Мрачная физиономия продавщицы окончательно успокоила, более того, взбодрила. Чужая злость в нужных дозах прибавляет адреналина.

Все прочее оказалось проще простого. Низкий железный заборчик, отделявший от тротуара невидимый под сугробами газон, заменил кресло в кафе. Для пущей убедительности Петр Леонидович подстелил оказавшуюся в кармане полушубка газету. Оставалось хлебнуть пива. Старик поднес к носу горлышко, вдохнул. Нет, пожалуй, не стоит.

Сухариков? Наверное…

Холодная зимняя улица пуста, если не считать скрипящего на повороте трамвая. Пусты заледенелые ступени. Пуст грязный асфальт, до срока – четыре минуты…

Великая Дама никогда не торопится и всегда успевает.

Не спешить, не волноваться, держать бутылку дрянного пива как можно естественнее, не спеша разжевывать соленый сухарик. Налево и направо не смотреть, только вперед, на заледенелые ступени под мертвым циферблатом. Рутина, местная командировка, «целевой выезд».

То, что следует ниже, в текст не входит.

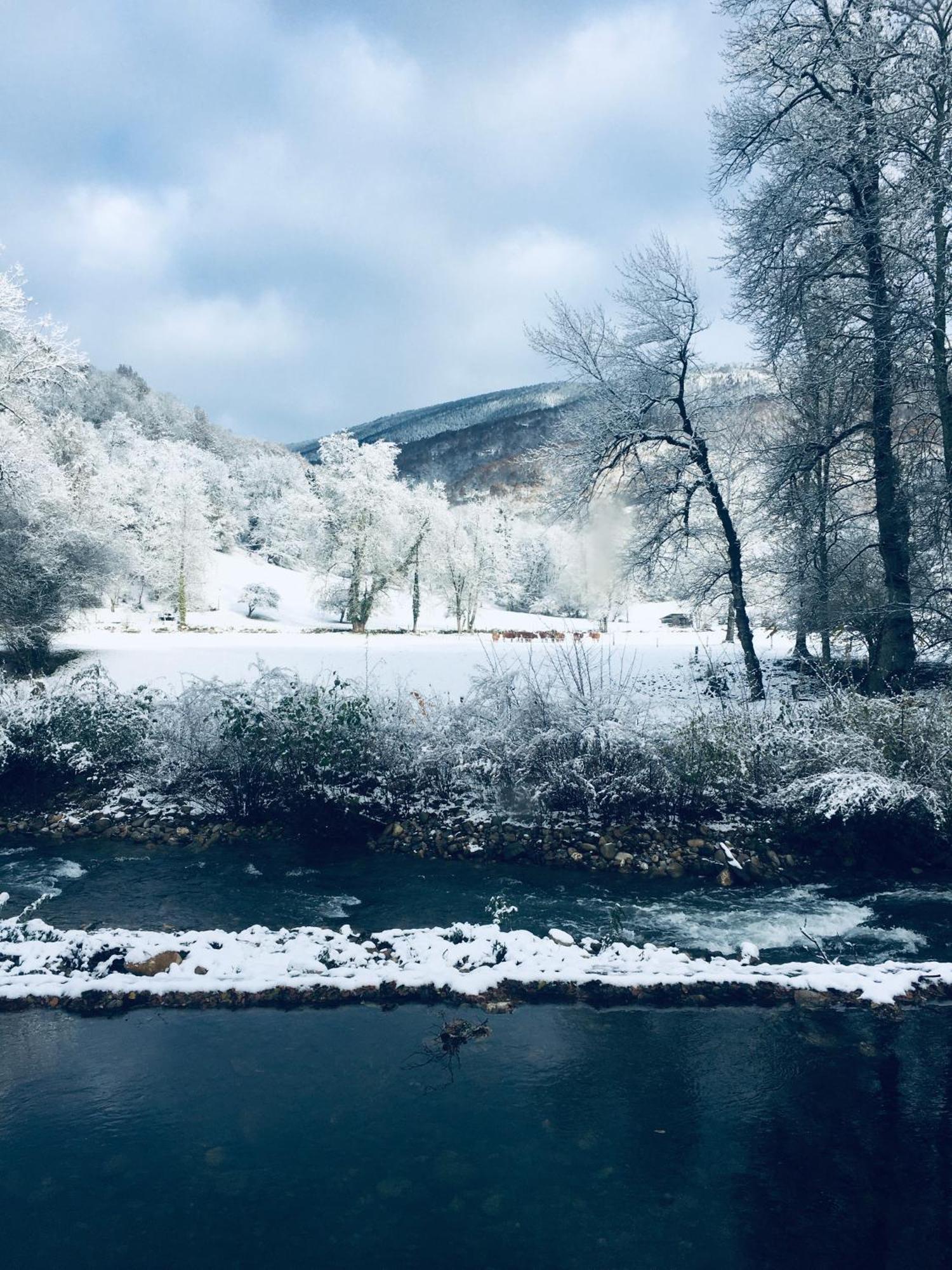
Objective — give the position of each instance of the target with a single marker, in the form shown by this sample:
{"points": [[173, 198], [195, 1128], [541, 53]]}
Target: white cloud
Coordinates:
{"points": [[376, 206], [120, 232], [221, 331]]}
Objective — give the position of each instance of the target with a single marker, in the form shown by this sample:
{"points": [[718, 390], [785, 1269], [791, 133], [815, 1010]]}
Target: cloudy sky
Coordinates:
{"points": [[305, 214]]}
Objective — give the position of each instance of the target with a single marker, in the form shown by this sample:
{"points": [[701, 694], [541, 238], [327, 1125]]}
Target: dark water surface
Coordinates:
{"points": [[568, 1139], [628, 1139]]}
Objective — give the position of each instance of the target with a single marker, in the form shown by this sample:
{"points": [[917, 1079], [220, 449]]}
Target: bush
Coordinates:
{"points": [[74, 726], [559, 740]]}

Петр Леонидович запоздало пожалел, что всерьез не взялся за Не-Короля год назад, когда тот начал опаздывать на работу, а потом нагло прогуливать. Не надо травить собаку и будить не стоит, а уж резать ей хвост по частям – и вовсе грешно. Артур, несмотря ни на что, нравился старику. Хотя в его годы («его годы» – залитый жарким солнцем белорусский лес 1941-го) тогдашний Петр Кондратьев ничем не походил на нынешнего буйного сменщика.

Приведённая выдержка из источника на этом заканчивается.